PEN International Sat 20 March 2021

Today the world marks World Poetry Day, an opportunity to celebrate and promote poetry and the power and creativity of language. Each year on this day, PEN International highlights the case of poets who face great challenges across the globe simply for their work, and asks its members and supporters to take action on their behalf. 

When I think of the poets incarcerated in the world and punished, I think of poetry. Poetry is almost the only thing that has no monetary value. You cannot sell a poem. Nobody wants to buy a poem. Poems are not for sale in the market by the apples and peaches, or in the auction houses by sculptures and paintings. I confess that it gives me a strange wonder and shock to think that a poem is so powerful and so dangerous that a poet can be locked up and sentenced to death for rhymes and couplets, for metaphors and symbols.

When contemplating how dangerous poems have become, I recall the words of British poet and novelist Thomas Hardy: ‘If Galileo had said in verse that the world moved, the Inquisition might have let him alone’. In our times, if Galileo had inked his discoveries in free verse with stanza breaks, he might be looking at the sky- his round, telescope-shaped sky- from a prison cell.   

Mahvash Sabet, imprisoned in Iran in 2008 and freed 10 years later in 2017, penned impassioned poems to Fariba with whom she shared a cell at the beginning of her incarceration. Sabet wrote: ‘O my companion in the cage! How many cruelties we saw together; how many favours too and blessings in our isolation. […] They tied your wings to mine, feather to feather, and you rested your head beside mine every night’.

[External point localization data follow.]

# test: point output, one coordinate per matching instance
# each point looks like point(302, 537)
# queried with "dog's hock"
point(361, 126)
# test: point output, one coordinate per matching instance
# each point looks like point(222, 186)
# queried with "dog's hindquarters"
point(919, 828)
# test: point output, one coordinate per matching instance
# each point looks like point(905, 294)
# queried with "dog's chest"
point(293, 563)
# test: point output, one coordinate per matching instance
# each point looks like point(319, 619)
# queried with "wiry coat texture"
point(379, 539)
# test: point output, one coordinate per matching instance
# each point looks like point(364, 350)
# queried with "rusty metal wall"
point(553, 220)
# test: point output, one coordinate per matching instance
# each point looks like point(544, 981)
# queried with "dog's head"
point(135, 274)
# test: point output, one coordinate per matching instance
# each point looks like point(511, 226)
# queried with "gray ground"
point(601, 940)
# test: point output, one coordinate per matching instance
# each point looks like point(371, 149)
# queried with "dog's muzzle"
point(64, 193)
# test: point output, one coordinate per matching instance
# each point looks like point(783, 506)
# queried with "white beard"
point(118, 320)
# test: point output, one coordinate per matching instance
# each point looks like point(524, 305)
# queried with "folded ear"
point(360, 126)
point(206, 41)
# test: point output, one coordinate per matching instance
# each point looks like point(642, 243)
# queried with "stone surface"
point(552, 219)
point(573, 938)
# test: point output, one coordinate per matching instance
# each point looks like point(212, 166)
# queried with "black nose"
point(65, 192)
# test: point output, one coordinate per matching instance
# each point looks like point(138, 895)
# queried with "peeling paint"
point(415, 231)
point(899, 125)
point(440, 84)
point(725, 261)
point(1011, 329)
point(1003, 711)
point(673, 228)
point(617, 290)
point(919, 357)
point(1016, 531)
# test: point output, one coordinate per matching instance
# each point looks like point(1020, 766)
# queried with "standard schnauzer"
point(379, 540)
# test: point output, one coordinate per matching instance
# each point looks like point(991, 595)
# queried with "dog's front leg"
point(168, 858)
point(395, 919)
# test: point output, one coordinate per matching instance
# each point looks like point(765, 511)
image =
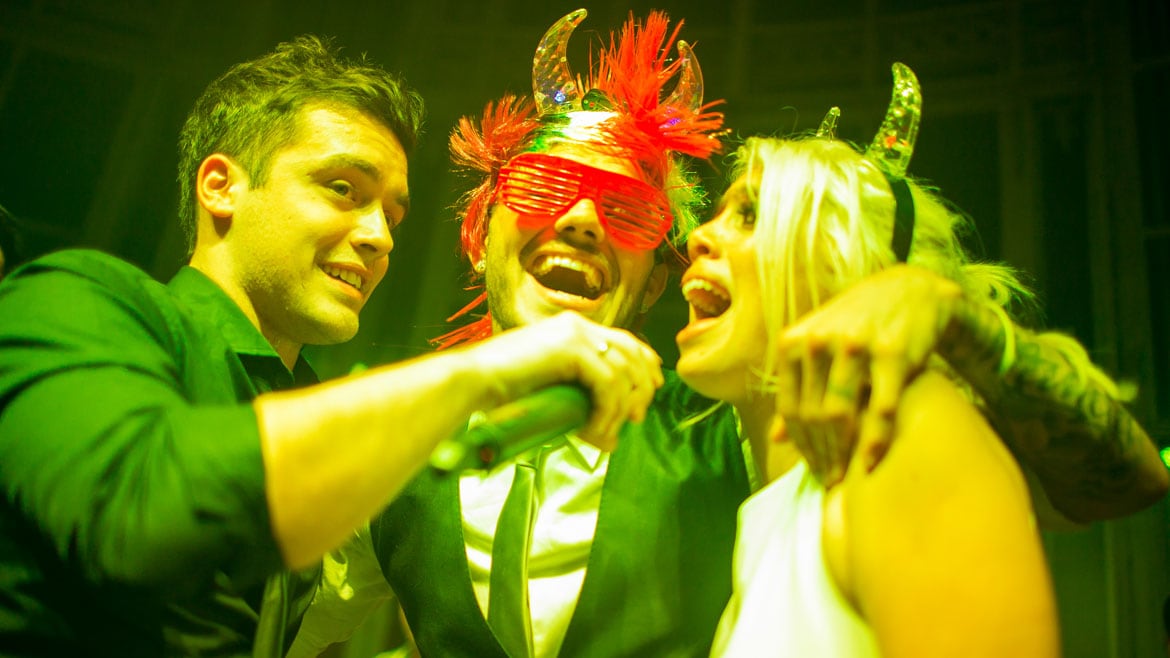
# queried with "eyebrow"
point(345, 160)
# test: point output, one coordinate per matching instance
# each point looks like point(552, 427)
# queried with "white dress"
point(784, 602)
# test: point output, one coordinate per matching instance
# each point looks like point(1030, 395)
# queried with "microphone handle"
point(514, 429)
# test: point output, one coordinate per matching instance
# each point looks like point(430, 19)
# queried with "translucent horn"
point(894, 143)
point(828, 124)
point(689, 90)
point(553, 86)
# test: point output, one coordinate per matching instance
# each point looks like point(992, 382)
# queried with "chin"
point(722, 384)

The poet Li Bifeng, in China, continues to compose poems in prison where he has been since 1998. One stanza begins: ‘Over the high wall, we watch the sun from afar and the mountains from afar. In the dreams of nights, we see people from afar using the net of yearning we salvage those scattered memories and then we let the bones grow into the bones’.

In answer to these verses, we are not neutral. Everyday members of PEN think of these poets and their suffering. We know, for poets who are incarcerated, the sun is cold and there are months between months, days between days and hours between hours. Even in the months, days, and hours, which are not on the calendar, we are working for their freedom of expression and their freedom.

When I visited Dareen Tatour, the Palestinian poet who was under house arrest and awaiting sentencing, she gave me a cloth she’d embroidered in red thread with the words: ‘Poetry is not a crime!’.

In 2020, PEN International defended writers from across the globe, including poets who have been harassed, threatened with death, detained, imprisoned, and tortured for their poetry and for their activism. Just this month, two poets were killed in Myanmar as they took part in the pro-democracy protests. This World Poetry Day, we highlight the case of poets Maryja Martysievič (Belarus), Katherine Bisquet (Cuba), Varavara Rao (India) and Innocent Bahati (Rwanda).

In honouring all PEN’s poets who are in peril, I think of how, in my fidelity to empirical knowledge, poetry is my secular faith and where I find revelation.  Poetry is the search for truth and solace before the invisible. And every poet knows this: although stars may have different names in all the world’s languages, they cast the same light.